Im Vergleich zu Großbritannien sind die Marketingetats deutscher Verlage Peanuts: Insgesamt 47 Millionen Euro haben britische Verlage 2005 für die Bewerbung ihrer Top-Titel ausgegeben. Das Gros (54 Prozent) entfiel zwar auf Printanzeigen, im Trend liegen jedoch die Werbung auf öffentlichen Posterflächen wie in der Londoner U-Bahn.

Im Kommentar horcht Daniel Lenz auf das für den stationären Einzelhandel "bedrohliche Echo" der jüngsten Signale von eBay (Neuwarenhaus eBay express), Amazon (demnächst sollen Kunden binnen vier Stunden beliefert werden) und Google (Online-Bezahldienst Gbuy, hier mehr). Zwar informiere sich der Konsument bei vielen Produktgruppen in acht von zehn Fällen im Netz, bevor er im stationären Handel die Börse zücke - die Klientel der Online-Rechercheure sei also noch nicht verloren. Gleichwohl müsse der Handel eine neue Anziehungskraft entwickeln, um dem "Triumvirat" Paroli bieten zu können.

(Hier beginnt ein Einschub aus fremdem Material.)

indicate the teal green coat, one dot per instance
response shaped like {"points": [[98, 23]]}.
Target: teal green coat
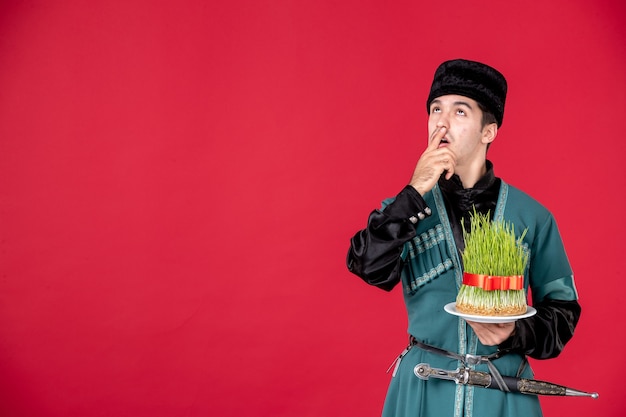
{"points": [[431, 279]]}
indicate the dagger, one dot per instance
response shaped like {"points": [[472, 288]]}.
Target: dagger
{"points": [[467, 376]]}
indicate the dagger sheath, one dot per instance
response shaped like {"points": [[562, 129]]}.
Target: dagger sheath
{"points": [[522, 385], [467, 376]]}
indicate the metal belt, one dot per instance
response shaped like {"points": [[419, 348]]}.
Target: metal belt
{"points": [[469, 359]]}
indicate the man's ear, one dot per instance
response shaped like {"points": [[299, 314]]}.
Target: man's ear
{"points": [[489, 133]]}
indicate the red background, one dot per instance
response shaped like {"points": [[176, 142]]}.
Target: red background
{"points": [[179, 182]]}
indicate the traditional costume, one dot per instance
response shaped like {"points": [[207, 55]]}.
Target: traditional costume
{"points": [[417, 240]]}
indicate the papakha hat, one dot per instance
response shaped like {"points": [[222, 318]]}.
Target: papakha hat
{"points": [[471, 79]]}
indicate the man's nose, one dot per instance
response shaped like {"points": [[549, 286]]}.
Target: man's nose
{"points": [[443, 121]]}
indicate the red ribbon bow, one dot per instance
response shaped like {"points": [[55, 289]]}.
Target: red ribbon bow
{"points": [[491, 283]]}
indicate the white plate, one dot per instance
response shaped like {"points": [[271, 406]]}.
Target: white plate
{"points": [[451, 308]]}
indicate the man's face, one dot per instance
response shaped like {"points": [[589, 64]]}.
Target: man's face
{"points": [[465, 135]]}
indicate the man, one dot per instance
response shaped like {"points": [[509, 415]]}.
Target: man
{"points": [[416, 239]]}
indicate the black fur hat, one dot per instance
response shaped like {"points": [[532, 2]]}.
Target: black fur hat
{"points": [[471, 79]]}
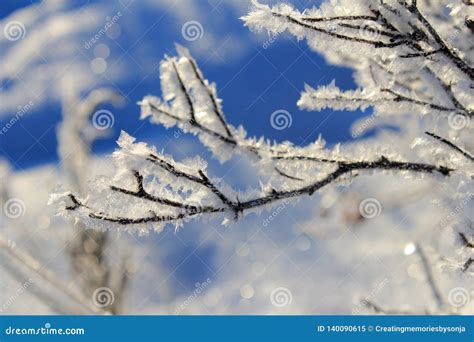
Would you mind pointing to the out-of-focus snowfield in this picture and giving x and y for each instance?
(314, 256)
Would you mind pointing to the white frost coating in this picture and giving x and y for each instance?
(400, 75)
(400, 64)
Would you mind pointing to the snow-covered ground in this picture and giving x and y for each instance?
(316, 257)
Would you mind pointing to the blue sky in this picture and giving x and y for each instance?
(253, 82)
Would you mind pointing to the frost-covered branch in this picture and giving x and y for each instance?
(403, 46)
(152, 188)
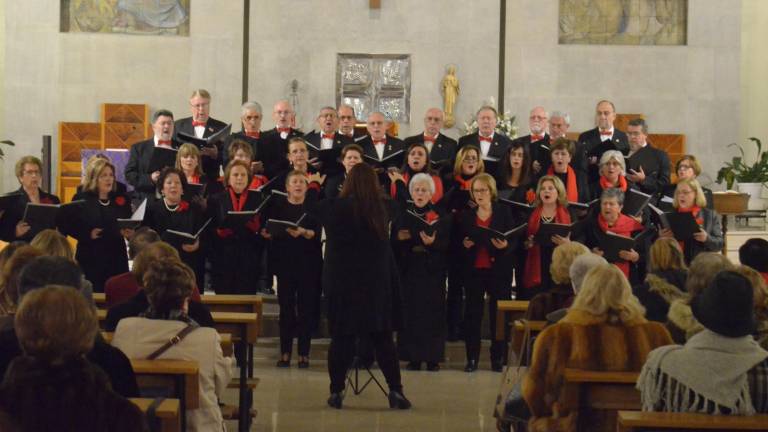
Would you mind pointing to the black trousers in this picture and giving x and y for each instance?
(477, 283)
(297, 297)
(342, 352)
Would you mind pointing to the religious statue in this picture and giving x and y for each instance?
(450, 88)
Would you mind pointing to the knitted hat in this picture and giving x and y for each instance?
(726, 305)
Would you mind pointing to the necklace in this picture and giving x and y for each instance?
(169, 208)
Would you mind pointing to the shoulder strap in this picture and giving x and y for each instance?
(172, 341)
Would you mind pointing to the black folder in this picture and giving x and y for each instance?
(162, 157)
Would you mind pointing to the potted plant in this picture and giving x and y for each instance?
(750, 177)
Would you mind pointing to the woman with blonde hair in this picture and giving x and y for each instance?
(665, 281)
(604, 330)
(101, 248)
(561, 294)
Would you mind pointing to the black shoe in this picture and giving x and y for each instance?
(413, 366)
(335, 400)
(397, 400)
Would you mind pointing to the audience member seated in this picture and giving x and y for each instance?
(561, 294)
(680, 320)
(665, 281)
(44, 271)
(139, 303)
(604, 330)
(52, 386)
(721, 369)
(578, 271)
(168, 285)
(9, 280)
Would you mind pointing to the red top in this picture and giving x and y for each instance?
(483, 257)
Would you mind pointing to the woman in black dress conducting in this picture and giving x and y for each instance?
(359, 278)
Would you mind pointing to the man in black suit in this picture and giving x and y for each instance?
(250, 117)
(274, 142)
(493, 146)
(440, 147)
(537, 142)
(137, 170)
(647, 167)
(202, 125)
(594, 142)
(327, 138)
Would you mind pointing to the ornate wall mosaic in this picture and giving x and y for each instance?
(375, 82)
(623, 22)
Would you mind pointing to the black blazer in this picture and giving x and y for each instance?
(655, 164)
(14, 212)
(210, 166)
(590, 145)
(137, 172)
(274, 150)
(443, 149)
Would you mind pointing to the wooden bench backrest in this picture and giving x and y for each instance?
(628, 421)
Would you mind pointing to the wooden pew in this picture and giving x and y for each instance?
(599, 395)
(167, 412)
(632, 421)
(508, 311)
(183, 374)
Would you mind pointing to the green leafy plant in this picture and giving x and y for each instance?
(6, 142)
(738, 170)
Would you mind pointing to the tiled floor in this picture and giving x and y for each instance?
(294, 400)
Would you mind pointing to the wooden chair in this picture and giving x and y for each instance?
(632, 421)
(599, 395)
(167, 412)
(508, 311)
(180, 376)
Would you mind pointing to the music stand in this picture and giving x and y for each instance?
(354, 384)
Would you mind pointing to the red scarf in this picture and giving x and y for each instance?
(624, 225)
(604, 184)
(532, 276)
(571, 187)
(695, 211)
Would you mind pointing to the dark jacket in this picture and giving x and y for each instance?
(74, 396)
(139, 303)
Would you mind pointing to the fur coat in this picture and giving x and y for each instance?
(582, 341)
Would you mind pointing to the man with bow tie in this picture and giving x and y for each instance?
(137, 170)
(327, 138)
(440, 147)
(597, 141)
(492, 145)
(274, 142)
(250, 118)
(202, 125)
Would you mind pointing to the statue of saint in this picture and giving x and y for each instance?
(450, 88)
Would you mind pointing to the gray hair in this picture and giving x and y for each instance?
(161, 113)
(561, 114)
(581, 266)
(422, 178)
(615, 155)
(250, 106)
(613, 193)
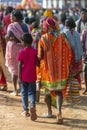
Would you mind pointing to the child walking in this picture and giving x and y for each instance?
(27, 60)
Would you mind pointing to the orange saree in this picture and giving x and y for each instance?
(55, 54)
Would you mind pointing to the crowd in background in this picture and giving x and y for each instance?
(56, 40)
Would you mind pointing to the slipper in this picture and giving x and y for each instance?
(33, 115)
(14, 93)
(48, 115)
(25, 114)
(59, 119)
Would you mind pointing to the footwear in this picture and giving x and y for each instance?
(85, 92)
(25, 113)
(48, 114)
(59, 119)
(33, 115)
(3, 88)
(14, 93)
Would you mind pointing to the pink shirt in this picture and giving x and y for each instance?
(28, 57)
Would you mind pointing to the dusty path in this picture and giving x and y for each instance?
(75, 116)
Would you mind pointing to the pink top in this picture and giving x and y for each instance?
(28, 57)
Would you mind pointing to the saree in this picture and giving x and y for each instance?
(55, 54)
(2, 67)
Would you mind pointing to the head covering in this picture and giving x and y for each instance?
(70, 22)
(16, 29)
(48, 13)
(49, 22)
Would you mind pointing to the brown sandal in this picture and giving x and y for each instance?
(59, 119)
(33, 115)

Weitere Artikel: Die Zeitschrift Eltern bringt Klassiker der Kinderliteratur in unterschiedlichen Medienformaten (Bilderbücher, Hörbücher, DVDs) im September unter dem Titel "Abenteuer-Edition" auf den Markt. Der WM-Auftakt hat große Löcher in die Kassen der Buchhändler gerissen - von Donnerstag bis Sonntag sank der Umsatz im Vorjahresvergleich um 16 Prozent. eBay ködert für das Neuwarenkaufhaus ebay express (Start in Deutschland im Herbst) auch Verlage; buchreport schätzt, dass bei ebay.de pro Jahr rund 80 Millionen Bücher angeboten werden. Und hier die Bestsellerlisten.

Börsenblatt

Eine Frau an der Spitze einer Verlagsgruppe hat weiterhin Seltenheitswert - trotz Friede Springer, Liz Mohn und Ulla Berkewicz. Leider wird Wolters Kluwer-CEO Nancy McKinstry im Interview mit dem Börsenblatt auf ihre außergewöhnliche Rolle nicht angesprochen. Stattdessen äußert sich die gebürtige US-Amerikanerin ausweichend bis politically correct zu Gott und der Welt. Weder zum Regierungswechsel in Deutschland noch zur Zukunftsstrategie der 3,7-Milliarden-Euro-schweren Fachverlagsgruppe zeigt sich McKinstry besonders offenherzig. Immerhin lässt sie durchblicken, dass der "Workflow" der deutschen Töchter verbessert werden soll, indem Arbeitsplätze an einzelnen Standorten konzentriert werden. Zur Rolle des Buchhandels merkt die Wolters Kluwer-Chefin an, dass am meisten Geld künftig ins Online-Geschäft investiert werde.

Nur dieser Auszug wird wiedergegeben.